We're going to prioritize working on this for V6, have you done anything with it?
@ffilz sorry, I still have no available time on this, you can continue to work on this.
There are also extraneous data copies in the READ path.
For the READ path, we could re-structure the READ response to allow incorporating buffers passed from the back end filesystem. Doing so would require care that the buffers not be modified (which means a data copy WOULD become necessary if we are doing krb5p since we can't then encrypt in place). But the solution should make it clear if the buffer passed to RPC can be modified or not, so krb5p only copies if the buffer is read-only. Ultimately, the XDR encoded response would become an iov that includes the back end filesystem buffer for the READ data.
One the WRITE side, we will get the request into an iov and should decode that into filling in the request structure but creating an iov that maps the WRITE data chunks from the original iov the request was received by RPC into. Then these buffers should be passed all the way to the back end filesystem as an iov and preferably no copy done on the way there.

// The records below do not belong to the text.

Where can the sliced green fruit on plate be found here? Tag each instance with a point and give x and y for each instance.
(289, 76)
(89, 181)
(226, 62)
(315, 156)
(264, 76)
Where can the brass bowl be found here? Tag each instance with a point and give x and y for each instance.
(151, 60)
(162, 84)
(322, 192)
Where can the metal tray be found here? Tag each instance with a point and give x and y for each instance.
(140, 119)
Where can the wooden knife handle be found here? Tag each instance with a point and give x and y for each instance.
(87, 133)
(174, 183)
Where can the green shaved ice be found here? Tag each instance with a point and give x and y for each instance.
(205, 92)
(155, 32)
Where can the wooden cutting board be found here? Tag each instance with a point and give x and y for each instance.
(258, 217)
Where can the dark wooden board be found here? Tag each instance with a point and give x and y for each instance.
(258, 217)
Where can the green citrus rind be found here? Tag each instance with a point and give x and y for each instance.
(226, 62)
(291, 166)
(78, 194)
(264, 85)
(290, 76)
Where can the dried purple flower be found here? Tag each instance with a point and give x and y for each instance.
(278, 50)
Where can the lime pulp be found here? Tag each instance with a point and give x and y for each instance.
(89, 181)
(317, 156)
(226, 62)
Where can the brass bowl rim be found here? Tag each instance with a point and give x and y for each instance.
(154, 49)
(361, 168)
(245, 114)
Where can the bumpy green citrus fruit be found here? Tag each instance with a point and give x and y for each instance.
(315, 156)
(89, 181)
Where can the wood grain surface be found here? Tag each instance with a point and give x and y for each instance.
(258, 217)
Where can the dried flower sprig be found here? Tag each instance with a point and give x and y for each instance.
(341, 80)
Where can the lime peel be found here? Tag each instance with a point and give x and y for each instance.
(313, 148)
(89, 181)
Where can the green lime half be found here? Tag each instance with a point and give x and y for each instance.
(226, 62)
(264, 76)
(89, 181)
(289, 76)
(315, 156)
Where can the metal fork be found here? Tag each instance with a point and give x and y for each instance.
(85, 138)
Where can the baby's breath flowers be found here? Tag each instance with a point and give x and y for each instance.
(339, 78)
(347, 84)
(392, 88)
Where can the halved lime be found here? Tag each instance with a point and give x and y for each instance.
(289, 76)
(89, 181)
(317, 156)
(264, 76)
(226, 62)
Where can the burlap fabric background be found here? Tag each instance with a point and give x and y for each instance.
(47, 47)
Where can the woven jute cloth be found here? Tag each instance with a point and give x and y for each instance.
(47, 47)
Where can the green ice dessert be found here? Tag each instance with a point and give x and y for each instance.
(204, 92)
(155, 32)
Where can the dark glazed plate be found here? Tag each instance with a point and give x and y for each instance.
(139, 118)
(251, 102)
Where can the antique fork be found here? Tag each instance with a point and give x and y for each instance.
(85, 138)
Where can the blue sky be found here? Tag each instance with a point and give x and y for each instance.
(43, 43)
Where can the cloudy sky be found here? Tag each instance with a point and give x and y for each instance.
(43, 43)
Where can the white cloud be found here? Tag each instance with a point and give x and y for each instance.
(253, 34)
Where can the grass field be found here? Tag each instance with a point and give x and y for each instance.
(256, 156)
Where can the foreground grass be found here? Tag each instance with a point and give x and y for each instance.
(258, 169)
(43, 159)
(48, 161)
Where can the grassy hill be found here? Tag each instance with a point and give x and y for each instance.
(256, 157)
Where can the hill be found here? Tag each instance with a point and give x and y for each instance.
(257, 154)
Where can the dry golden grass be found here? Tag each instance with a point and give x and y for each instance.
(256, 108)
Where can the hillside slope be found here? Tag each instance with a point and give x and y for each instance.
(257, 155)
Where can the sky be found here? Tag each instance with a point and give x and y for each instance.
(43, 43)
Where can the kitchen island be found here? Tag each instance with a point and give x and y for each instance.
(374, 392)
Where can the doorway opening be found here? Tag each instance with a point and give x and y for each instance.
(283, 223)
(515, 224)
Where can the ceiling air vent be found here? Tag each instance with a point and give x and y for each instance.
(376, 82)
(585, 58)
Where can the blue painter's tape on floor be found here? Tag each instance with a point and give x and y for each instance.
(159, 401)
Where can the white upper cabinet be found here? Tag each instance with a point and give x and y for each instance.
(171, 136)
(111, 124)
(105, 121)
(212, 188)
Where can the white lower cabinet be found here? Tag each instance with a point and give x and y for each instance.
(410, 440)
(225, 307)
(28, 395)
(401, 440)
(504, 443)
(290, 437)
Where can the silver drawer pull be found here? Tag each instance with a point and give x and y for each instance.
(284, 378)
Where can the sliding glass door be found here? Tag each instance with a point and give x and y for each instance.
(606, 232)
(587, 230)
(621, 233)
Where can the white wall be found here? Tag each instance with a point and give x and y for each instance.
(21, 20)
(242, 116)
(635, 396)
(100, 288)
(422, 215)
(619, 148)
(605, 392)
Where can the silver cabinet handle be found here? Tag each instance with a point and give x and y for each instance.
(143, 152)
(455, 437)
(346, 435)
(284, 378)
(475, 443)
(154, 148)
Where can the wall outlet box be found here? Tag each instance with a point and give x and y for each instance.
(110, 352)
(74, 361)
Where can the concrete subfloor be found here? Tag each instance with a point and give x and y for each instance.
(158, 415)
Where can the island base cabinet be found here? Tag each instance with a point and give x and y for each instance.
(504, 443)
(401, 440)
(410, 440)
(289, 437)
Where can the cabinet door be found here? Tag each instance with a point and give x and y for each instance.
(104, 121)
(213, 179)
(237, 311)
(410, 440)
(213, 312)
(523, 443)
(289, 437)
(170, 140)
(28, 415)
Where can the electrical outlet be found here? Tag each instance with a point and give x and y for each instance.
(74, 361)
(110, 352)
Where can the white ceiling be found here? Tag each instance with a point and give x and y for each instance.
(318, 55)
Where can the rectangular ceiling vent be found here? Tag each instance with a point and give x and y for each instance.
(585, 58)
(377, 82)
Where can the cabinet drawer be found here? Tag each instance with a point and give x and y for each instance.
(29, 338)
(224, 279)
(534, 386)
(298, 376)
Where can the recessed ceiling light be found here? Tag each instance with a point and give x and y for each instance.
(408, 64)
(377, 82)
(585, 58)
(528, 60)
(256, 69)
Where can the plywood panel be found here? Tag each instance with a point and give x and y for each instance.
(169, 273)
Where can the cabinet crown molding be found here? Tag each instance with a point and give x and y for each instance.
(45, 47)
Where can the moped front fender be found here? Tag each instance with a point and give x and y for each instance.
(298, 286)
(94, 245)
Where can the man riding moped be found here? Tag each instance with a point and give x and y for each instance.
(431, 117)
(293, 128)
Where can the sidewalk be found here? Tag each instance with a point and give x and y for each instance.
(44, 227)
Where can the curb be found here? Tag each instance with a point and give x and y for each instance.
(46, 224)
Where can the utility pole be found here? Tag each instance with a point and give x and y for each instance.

The one challenge is that if the physical I/O on either end requires using hardware buffers, we might have to do data copies and it may be tricky and undesirable to allow Ganesha to "own" the hardware buffers during processing. But outside copy to/from hardware buffers we should be able to eliminate any other data copies outside a need to copy for encryption (fortunately we already are structured such that integrity with krb5i does not require a copy, we checksum in place and put the checksum in a separate buffer in the iov).
Closing as done with 6.0 release.
When I use ganesha to write data, if the backend write slowly, ganesha will exhaust the thread number, and memory will be high which main come from the write data. For example, if max thread number is 10000, each write request has 1MB data, the write data memory is 10GB when all thread is busy. But I find the memory of write data is more than 20GB.
The reason is there are two copy memory of write data, the first comes from: svc_rqst_xprt_task_recv->svc_vc_recv->xdr_ioq_uv_create->gsh_malloc, the second comes from: svc_rqst_xprt_task_recv->svc_request->nfs_rpc_process_request->xdr_COMPOUND4args->xdr_array_decode->xdr_nfs_argop4->xdr_WRITE_SAME4args->xdr_bytes_decode->gsh_malloc. The two copy memory will be freed when finish compound, but I think the first copy memory could be freed when finish xdr_bytes_decode, then we will save about 10GB memory if the write request is slow.